The Meta team noted that it was "challenging" to train Chameleon when scaling above 8B model parameters or more than 1T dataset tokens, due to instabilities. The researchers had to make changes to the standard Transformer architecture to resolve these challenges; in particular, they found that because the model weights were shared across both input modalities, "each modality will try to compete with the other" by increasing its vector norms, eventually moving the norms outside the range of the 16-bit floating point representation used in the model. The solution was to apply additional normalization operations into the model architecture.

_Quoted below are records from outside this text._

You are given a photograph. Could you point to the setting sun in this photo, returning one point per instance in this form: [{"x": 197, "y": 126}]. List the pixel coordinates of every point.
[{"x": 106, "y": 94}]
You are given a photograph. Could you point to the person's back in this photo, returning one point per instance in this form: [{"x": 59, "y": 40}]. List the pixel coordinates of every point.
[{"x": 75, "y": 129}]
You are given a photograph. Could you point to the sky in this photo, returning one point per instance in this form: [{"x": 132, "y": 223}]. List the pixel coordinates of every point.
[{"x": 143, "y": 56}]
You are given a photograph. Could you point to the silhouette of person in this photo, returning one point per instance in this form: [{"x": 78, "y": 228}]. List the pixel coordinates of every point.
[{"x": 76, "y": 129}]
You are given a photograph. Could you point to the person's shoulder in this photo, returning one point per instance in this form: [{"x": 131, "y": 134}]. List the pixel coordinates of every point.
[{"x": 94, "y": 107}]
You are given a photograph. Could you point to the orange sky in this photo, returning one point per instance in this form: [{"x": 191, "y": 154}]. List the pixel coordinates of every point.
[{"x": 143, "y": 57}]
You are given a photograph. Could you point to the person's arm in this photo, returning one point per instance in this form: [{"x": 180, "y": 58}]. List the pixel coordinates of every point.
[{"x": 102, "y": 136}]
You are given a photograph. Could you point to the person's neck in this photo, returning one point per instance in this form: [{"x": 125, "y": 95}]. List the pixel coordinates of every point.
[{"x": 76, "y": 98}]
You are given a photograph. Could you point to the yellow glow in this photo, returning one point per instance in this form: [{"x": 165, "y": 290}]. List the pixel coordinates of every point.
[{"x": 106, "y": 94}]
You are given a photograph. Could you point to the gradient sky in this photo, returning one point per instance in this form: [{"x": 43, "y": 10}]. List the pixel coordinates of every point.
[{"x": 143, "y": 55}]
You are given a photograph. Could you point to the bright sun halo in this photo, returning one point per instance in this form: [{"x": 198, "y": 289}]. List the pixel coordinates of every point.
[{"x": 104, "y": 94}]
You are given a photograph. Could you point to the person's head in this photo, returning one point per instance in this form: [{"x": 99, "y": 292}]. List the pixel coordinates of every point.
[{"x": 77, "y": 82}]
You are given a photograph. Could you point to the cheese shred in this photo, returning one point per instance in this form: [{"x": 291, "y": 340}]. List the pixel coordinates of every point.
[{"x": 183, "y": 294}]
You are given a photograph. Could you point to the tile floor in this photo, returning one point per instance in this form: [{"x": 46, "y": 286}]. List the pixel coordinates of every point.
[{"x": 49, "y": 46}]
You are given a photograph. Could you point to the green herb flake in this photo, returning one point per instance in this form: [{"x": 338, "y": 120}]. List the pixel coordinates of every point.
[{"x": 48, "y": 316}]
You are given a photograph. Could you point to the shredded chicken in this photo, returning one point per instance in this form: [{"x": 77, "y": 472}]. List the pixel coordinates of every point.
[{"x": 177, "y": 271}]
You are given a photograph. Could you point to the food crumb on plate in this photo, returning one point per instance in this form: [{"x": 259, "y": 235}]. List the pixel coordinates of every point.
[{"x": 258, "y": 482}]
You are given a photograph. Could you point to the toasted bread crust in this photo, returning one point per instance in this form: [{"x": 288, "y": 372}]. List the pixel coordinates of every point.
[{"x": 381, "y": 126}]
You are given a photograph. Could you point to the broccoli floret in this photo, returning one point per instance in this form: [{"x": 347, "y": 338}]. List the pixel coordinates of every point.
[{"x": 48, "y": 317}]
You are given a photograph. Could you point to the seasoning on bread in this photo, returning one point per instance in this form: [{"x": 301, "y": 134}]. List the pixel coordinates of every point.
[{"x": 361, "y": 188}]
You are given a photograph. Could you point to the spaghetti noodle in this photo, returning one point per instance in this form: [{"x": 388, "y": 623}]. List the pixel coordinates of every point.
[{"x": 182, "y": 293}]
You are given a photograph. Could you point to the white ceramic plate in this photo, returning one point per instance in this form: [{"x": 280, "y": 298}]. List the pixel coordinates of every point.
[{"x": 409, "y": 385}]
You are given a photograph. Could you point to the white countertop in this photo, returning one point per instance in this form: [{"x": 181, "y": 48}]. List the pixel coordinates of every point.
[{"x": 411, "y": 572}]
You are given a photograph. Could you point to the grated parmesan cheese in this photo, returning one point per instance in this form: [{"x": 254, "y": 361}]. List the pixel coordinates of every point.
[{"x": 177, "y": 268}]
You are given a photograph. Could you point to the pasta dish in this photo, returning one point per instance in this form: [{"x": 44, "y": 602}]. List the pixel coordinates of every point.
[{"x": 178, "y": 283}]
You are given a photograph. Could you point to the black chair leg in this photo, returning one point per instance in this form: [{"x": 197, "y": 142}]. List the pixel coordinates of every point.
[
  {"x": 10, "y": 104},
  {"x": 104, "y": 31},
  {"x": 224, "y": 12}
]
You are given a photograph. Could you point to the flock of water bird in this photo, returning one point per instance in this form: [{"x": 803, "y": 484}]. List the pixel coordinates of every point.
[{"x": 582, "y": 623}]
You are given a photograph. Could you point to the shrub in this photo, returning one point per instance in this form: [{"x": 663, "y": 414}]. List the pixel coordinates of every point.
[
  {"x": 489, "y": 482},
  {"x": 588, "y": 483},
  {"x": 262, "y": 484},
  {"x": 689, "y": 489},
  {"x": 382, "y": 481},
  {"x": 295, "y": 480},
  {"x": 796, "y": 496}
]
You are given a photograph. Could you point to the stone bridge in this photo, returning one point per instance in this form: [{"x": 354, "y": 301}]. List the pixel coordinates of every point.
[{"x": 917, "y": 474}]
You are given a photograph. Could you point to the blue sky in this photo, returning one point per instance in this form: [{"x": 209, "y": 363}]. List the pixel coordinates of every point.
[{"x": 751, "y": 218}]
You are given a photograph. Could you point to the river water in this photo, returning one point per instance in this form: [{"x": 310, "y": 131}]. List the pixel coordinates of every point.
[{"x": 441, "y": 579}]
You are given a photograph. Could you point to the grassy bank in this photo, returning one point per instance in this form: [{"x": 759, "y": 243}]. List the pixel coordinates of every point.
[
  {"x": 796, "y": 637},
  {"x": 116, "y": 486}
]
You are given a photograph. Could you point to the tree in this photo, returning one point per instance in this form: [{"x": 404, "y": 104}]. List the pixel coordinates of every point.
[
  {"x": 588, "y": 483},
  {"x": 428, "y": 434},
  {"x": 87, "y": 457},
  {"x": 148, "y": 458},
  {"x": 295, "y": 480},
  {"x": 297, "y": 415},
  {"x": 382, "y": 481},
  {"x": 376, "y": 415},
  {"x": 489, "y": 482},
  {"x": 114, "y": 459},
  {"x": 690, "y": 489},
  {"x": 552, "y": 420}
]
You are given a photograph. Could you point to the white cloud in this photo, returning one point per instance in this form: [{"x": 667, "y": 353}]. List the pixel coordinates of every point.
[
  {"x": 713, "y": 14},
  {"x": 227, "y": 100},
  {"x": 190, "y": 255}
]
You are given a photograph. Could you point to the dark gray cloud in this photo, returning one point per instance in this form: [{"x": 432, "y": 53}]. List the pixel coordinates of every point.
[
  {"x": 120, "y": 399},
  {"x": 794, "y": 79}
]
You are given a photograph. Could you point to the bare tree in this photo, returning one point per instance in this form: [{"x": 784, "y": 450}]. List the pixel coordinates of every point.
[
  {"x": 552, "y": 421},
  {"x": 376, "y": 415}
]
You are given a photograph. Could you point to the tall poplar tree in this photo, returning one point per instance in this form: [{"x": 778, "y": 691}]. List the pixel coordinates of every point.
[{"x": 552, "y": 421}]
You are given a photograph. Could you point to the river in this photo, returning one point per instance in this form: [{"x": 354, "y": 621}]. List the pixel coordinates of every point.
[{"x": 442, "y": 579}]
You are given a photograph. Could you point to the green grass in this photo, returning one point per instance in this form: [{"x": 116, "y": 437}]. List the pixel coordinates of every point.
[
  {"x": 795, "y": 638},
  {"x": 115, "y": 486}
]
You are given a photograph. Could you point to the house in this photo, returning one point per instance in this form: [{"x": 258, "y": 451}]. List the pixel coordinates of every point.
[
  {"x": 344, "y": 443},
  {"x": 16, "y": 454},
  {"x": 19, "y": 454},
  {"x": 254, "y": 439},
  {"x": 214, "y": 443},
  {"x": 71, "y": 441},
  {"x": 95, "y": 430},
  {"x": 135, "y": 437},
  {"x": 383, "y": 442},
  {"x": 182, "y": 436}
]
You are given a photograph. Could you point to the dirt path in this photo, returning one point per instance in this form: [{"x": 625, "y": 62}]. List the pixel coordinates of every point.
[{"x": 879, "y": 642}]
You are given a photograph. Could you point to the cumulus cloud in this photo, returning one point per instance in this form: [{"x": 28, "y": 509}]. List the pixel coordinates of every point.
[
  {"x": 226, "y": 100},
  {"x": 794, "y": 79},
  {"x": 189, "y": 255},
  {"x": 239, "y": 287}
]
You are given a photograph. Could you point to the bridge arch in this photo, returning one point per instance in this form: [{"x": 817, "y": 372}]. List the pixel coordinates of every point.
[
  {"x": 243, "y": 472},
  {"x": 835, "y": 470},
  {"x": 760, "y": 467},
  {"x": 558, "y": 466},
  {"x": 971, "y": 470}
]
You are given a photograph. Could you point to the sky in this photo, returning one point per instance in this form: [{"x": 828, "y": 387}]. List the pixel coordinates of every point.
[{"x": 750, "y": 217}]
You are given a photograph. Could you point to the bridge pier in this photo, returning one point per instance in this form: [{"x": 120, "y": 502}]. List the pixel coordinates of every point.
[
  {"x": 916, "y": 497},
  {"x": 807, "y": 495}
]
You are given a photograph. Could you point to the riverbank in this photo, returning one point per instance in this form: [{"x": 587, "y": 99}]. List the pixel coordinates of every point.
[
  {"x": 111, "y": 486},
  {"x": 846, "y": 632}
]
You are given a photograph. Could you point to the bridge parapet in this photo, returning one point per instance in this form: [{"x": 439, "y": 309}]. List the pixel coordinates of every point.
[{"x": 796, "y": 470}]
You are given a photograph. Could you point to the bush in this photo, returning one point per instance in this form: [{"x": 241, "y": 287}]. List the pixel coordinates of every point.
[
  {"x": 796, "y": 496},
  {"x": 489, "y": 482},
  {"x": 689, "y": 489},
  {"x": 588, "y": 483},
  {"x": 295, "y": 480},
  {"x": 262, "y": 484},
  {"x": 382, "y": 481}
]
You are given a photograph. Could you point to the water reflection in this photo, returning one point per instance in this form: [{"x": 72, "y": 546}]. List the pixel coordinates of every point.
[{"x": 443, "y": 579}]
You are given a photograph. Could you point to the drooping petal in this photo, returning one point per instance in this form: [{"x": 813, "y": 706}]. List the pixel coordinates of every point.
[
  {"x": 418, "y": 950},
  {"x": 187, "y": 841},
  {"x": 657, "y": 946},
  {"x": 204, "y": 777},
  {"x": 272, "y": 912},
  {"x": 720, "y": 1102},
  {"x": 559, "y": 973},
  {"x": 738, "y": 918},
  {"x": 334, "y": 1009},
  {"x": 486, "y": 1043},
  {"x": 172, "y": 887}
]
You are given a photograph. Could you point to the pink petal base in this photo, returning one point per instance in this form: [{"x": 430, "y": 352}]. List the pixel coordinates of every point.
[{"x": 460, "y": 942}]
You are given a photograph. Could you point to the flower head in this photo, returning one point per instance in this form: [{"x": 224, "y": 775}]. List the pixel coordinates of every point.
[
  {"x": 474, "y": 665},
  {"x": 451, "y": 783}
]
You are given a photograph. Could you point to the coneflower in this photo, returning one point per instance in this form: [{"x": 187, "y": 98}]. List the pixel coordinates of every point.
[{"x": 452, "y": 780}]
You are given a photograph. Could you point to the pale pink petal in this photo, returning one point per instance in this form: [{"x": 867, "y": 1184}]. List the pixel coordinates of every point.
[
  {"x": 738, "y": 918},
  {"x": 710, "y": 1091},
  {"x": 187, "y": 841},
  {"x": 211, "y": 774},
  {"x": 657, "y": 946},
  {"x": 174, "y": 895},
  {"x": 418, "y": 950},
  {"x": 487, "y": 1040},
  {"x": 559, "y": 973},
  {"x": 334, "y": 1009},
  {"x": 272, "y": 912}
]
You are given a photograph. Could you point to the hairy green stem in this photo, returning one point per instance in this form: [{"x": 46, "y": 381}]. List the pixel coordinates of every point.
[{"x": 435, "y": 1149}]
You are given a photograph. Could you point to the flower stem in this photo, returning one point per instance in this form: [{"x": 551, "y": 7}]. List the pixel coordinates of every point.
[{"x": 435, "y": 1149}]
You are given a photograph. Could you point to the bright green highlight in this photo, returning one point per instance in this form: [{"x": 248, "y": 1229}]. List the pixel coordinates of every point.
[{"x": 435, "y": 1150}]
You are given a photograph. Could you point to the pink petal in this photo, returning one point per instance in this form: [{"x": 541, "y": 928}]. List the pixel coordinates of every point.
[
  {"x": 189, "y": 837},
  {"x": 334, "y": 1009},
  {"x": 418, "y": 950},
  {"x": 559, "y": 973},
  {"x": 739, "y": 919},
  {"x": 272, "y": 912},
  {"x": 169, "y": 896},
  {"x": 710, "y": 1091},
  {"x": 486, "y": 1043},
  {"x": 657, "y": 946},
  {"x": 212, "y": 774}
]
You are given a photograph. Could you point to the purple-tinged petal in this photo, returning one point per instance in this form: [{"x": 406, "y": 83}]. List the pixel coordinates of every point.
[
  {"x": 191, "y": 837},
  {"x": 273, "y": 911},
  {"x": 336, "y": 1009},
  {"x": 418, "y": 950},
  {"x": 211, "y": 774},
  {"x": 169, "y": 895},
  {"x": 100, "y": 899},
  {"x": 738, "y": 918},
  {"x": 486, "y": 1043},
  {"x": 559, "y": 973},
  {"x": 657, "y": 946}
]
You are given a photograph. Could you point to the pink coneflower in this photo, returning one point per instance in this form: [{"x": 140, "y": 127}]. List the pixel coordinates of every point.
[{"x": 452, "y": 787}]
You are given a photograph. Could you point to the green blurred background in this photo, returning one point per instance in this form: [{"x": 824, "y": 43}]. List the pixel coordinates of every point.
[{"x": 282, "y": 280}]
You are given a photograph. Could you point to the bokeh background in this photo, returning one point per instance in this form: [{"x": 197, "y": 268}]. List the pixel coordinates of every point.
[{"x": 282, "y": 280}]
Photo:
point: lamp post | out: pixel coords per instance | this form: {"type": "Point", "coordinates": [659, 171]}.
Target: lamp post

Chameleon Training and Inference. Image Source: Meta Research Paper
Autoregressive output generation with Chameleon also presented "unique" performance challenges. First, generating mixed-mode output requires a different decoding strategy for each mode, so output tokens must be copied from GPU to CPU for program control flow. Also, since the model can be asked to generate single-mode output (for example, text-only), this requires the model to have the ability to mask or ignore tokens of other modalities. To solve these problems, Meta implemented a custom inference pipeline for the model.
In a thread on X about the research, Chameleon co-author Armen Aghajanyan wrote:
One core learning we had with Chameleon is that the intended form of the modality is a modality in itself. Visual Perception and Visual Generation are two separate modalities and must be treated as such; hence, using discretized tokens for perception is wrong.
In another thread, AI researcher Nando de Freitas noted that Chameleon's architecture is similar to that of DeepMind's Gato model and wondered, "Is this going to be the ultimate approach for MIMO (multimodal input multimodal output models) or is there something else we should be trying?"
While Meta did not publicly release Chameleon, citing safety concerns, they released a modified version of the models that support mixed-mode inputs but cannot generate image output. These models are available on request for use under a "research-only license."